The secondary shared experience that’s supposed to come to Maggie and Jon is taking care of each other.  Told throughout the film by titled chapters named after the stages of sickness, our formerly cute young lovers can’t get that right.  Maggie, as a nurse, goes the OTC pharmaceutical route while the greener Jon dives into holistic home remedies. Neither find relief for their symptoms or each other.

LESSON #3: ILLNESSES CAN DERAIL ANYONE-- As the cool kids say, the struggle is real.  Colds suck, plain and simple. It doesn’t matter how tough, resistant, or resilient you are, a strong enough ailment can alter your every trait.  The dulled senses, fevered thoughts and dreams, and banged up intestinal plumbing all do a number. From personal hygiene integrity and a sex life to mental sharpness and behavioral patience, everything slips with a sickness.

In Cold War, Jon and Maggie’s misery is our delight and played for side-splitting laughs.  The level of vomit in the film is as voluminous as the dark humor. This comedy is the brainchild of writer J. Wilder Konschak making his feature-length screenplay and co-directing debut with Stirling MacLaughlin.  His created scenarios and pitfalls are bracingly honest for both their entertaining embarrassment and sinister believability.

Cold War plays smart with its narrative development where wit wins over gross-out humor every time.  Konschak’s own playful editing stitches together the crisp shooting of Mercury in Retrograde’s Jason Chiu.  Their combined work presents the back-and-forth perspectives and shared calamities with exacting measurement for which scenes need to move and which need to linger for effect.  Oppositional to the visual smoothness, one small downside is the tonal darkness provided by Casey Trela’s instrumental music which lingers and hits too grimly to muddle the comedic energy at times.  

Throw up, well out, all the puns.  You’ll holler and hurl, snicker and spew, and gag and giggle.  Rastorfer is a scene-stealing and riotously hilarious hoot.

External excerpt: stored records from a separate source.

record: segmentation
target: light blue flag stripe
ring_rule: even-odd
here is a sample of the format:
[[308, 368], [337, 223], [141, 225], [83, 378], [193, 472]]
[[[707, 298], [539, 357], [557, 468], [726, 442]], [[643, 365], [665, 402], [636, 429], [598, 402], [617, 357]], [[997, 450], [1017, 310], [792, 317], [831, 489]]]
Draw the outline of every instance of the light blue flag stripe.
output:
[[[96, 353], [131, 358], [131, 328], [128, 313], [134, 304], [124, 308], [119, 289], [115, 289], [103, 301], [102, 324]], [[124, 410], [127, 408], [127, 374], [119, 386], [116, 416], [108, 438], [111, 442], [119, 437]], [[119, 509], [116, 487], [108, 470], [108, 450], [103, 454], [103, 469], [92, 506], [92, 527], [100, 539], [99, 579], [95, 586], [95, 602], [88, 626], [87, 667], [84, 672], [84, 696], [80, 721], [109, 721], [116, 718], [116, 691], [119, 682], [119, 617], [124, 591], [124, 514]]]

At the center, Walter and Blaiklock sell their growing delirium and distress with committed performances that leave tongues out of cheeks to match the frankness.  Their approachable characters will have viewing couples watching the film elbowing their partners in the ribs and pointing fingers of assignment with a few “that is so you” barbs.

LESSON #4: CAN YOU LOVE THE WORST VERSION OF YOUR SIGNIFICANT OTHER?-- Take the annoyances of Lesson #1 and the ugliness of #2 and #3, and you have created a relationship test everyone who eventually sticks together will have to go through likely more than once.  If you can still manage to tolerate, sympathize, and even love that bawling and uncomfortable disaster at their lowest, when their snuggles come with snot and their kisses taste like sewage, and they can do the same for you, then can then you’ve got a keeper.